A great definition can actually be found in The Coca-Cola Corporation’s brand standards guide. It says:
A brand identity is the totality of all touch-points (media, platforms, channels). A brand identity is experienced by those who come into contact with the brand and influences their opinion of that brand. Central to all touch-points are the brand’s defining – or core – elements, the visual keys to creating an integrated, distinctive, and differentiated brand.”
What makes a brand stand out?
So, if a brand is the “totality of all touch points,” what makes the collection of all those points stand out? After completing the steps it takes to build your brand and uncovering your brand’s cultural personality, the next most important benchmark is the body of language and graphics that support those touch points. It’s what fonts are used, which colors are appropriate, how to place the logo in relation to other object…its the “visual keys” that lead to a “differentiated brand.” These visual keys are outlined in a brand standards guide.
What’s a Brand Standards Guide?
A brand standards guide is a map/rule book for usage of the core elements of your brand.

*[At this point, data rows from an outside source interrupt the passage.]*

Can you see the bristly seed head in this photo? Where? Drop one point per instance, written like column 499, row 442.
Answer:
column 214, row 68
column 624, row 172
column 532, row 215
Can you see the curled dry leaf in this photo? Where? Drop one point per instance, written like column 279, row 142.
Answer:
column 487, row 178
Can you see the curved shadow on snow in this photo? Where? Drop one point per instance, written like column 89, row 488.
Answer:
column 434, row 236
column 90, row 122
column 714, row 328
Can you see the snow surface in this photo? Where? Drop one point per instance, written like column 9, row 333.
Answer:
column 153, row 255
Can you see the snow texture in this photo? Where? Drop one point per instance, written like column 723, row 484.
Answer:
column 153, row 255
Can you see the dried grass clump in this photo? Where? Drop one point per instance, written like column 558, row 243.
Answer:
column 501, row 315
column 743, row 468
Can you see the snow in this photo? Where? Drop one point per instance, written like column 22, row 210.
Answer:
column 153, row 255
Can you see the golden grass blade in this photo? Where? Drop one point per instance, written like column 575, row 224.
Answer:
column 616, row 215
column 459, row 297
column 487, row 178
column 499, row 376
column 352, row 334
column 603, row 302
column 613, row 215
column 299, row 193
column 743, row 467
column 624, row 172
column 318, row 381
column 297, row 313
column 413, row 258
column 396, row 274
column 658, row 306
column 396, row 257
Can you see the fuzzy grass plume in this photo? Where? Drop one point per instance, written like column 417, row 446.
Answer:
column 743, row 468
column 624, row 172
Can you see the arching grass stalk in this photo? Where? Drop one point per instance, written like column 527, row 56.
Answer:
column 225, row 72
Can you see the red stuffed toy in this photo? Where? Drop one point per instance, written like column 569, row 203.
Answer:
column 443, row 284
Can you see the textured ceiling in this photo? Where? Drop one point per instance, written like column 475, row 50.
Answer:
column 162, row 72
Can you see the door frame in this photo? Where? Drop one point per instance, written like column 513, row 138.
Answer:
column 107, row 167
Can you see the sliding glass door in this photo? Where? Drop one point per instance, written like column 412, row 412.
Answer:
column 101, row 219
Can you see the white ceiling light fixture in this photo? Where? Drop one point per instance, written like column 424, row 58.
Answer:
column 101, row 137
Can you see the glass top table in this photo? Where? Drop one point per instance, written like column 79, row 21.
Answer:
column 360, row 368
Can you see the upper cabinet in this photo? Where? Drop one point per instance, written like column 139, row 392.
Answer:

Creating one is an important step in honoring all of the blood, sweat, and tears that went into formulating the perfect brand for your company. It’s a crucial step towards ensuring consistency, longevity, and effectiveness. The reason the top brand you thought of before is so engrained in your mind is because you repeatedly see it represented in a consistent manner. Of course, once something is so well-known, it’s standards become larger and longer, more adaptable and influenced. For example, The Coca-Cola Corporations standards has guidelines that overarch over 500 smaller brands that it owns. But, each and everyone of those have a unique identity that is protected and treasured with distinct standards.
Build you own Brand Standards Guide
Below is a starter list of things to include in your brand standards guide. But, adapt yours as appropriate to wherever your language or artwork may be used. With a guide in place, you can help make sure that every time a new vendors works with your company, an employee has to fill out a form or make a flyer, you get called into a media interview or order T-shirts – the brand you’ve built remains strong, memorable, and consistent.

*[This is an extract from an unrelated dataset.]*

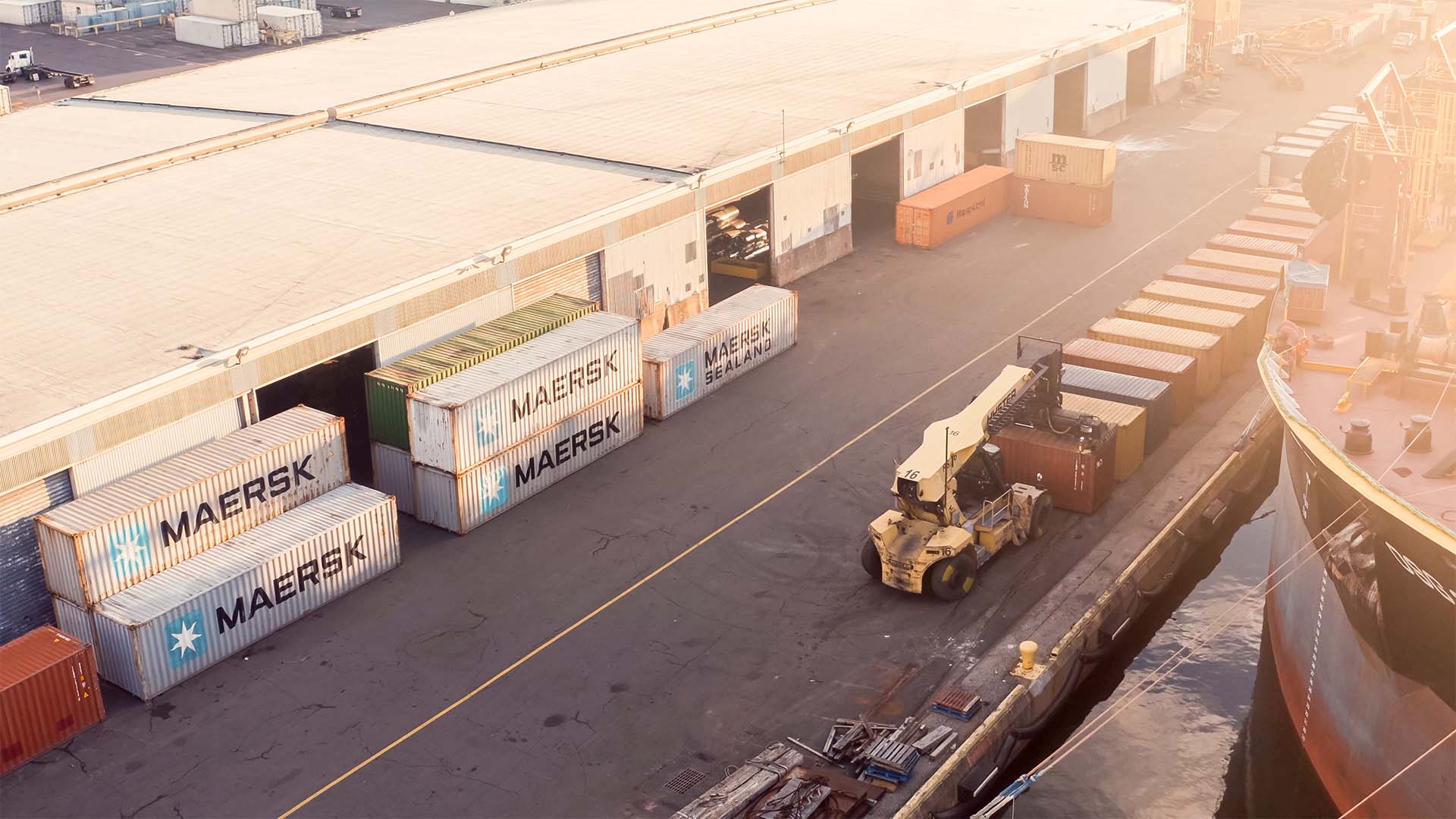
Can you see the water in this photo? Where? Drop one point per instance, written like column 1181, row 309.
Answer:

• Horizontal version • Vertical version • How it appears on a white background • How it appears on a black/colored background • How it should look if converted to black and white • The “clear zone” – measurement of space around you logo no other mark should intrude
• Primary colors in CMYK, RGB, Hex., and Pantone • Secondary colors in CMYK, RGB, Hex., and Pantone • Color combinations that are allowed (if there are restrictions)
• Images, graphics, shapes that are used in your brand • Text styles for print documents (Headlines, bullet lists, pull quotes etc.) • Templates that display how elements work in letterhead, business cards, press releases etc.

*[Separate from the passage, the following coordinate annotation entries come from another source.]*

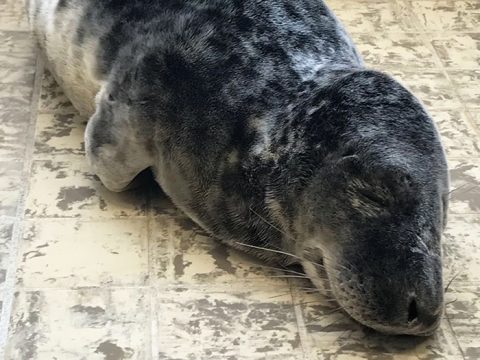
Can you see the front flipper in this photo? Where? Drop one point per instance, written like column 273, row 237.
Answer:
column 116, row 146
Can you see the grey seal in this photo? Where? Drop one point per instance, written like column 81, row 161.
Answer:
column 261, row 122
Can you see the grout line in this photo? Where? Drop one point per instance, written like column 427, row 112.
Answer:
column 426, row 40
column 18, row 225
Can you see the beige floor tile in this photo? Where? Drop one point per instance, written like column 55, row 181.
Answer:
column 6, row 228
column 197, row 258
column 93, row 324
column 461, row 250
column 465, row 186
column 231, row 323
column 398, row 50
column 10, row 192
column 459, row 138
column 13, row 15
column 431, row 86
column 447, row 15
column 58, row 135
column 467, row 84
column 462, row 51
column 13, row 128
column 371, row 16
column 72, row 253
column 52, row 97
column 334, row 335
column 14, row 96
column 476, row 120
column 69, row 189
column 464, row 315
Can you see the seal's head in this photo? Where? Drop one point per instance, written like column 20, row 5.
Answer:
column 371, row 214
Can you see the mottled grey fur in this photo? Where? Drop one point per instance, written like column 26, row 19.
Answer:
column 260, row 121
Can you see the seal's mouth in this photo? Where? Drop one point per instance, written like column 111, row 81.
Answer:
column 395, row 312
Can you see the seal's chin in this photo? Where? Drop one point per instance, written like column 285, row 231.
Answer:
column 412, row 319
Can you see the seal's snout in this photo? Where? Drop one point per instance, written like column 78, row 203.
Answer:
column 424, row 318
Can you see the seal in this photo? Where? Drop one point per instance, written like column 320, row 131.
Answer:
column 261, row 122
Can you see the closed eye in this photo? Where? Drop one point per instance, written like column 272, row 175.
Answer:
column 373, row 198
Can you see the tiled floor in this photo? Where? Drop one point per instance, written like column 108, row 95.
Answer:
column 87, row 274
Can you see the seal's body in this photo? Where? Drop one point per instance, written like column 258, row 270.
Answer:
column 260, row 121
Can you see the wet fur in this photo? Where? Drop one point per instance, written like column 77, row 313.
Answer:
column 260, row 121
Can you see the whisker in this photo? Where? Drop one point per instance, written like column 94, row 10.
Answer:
column 280, row 269
column 269, row 223
column 267, row 249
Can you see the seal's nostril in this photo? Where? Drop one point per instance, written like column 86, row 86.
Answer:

• How your company’s name should be written • If your name can be abbreviated, how should users do so and when? • Mission statement, belief statements, positioning or other language • Phrases or taglines
BONUS: A quick guide to file formats and color codes
It’s also important to brand standards that the right file formats and color variations are used in the correct scenarios. Use the guide below in your brand standards guide or as your own handy cheat sheet!
- .ai – Adobe Illustrator: A vector based file that can be re-sized as large as needed. Used when creating a logo and sometimes sent to a printer.
- .eps – Encapsulated PostScript: A vector format that can be re-sized without losing image quality. Commonly used with print elements such as business cards or brochures. If you ever question when to use it, ask yourself, “Will this be used as a high-quality print?”
- .png – Portable Networks Graphic: A web-based file that does not lose quality when compressed. PNG files were created to improve on the quality of GIF files and are best used for the web.
- .jpeg – Joint Photographic Expert Group: A raster file best used for web-based designs because their compressed sizes load quickly. JPG images lose some quality but are great to use for emails, banner designs or anything web-based.
- .tiff – Tagged Image File Format: A higher quality image than a JPEG or PNG, but is not a vector format like EPS. It is widely used among publishing industries and photographers. It is best used in common things like invoices, page layouts or letterheads.
- .gif – Graphic Interchange Format: A GIF should only be used for web applications when you need a small file size.
- CMYK – Cyan, Magenta, Yellow Black: Used for print pieces. Typically used for photography and digital printing.
- RGB – Red, Green, Blue: Used for web work. Images that will be placed on a web page should be saved using this color makeup.
- Hex/Hexadecimal: Hexadecimal colors are a six character make-up/code of colors used only for the web. Ex: Allegory orange is #ef8200)
- Pantone/Spot Color: – Pantone is a company that has created an exact color formula. Every brand should have a set of exact Pantone colors to ensure their exact colors are being represented properly. Use Pantone colors during printing when ever possible.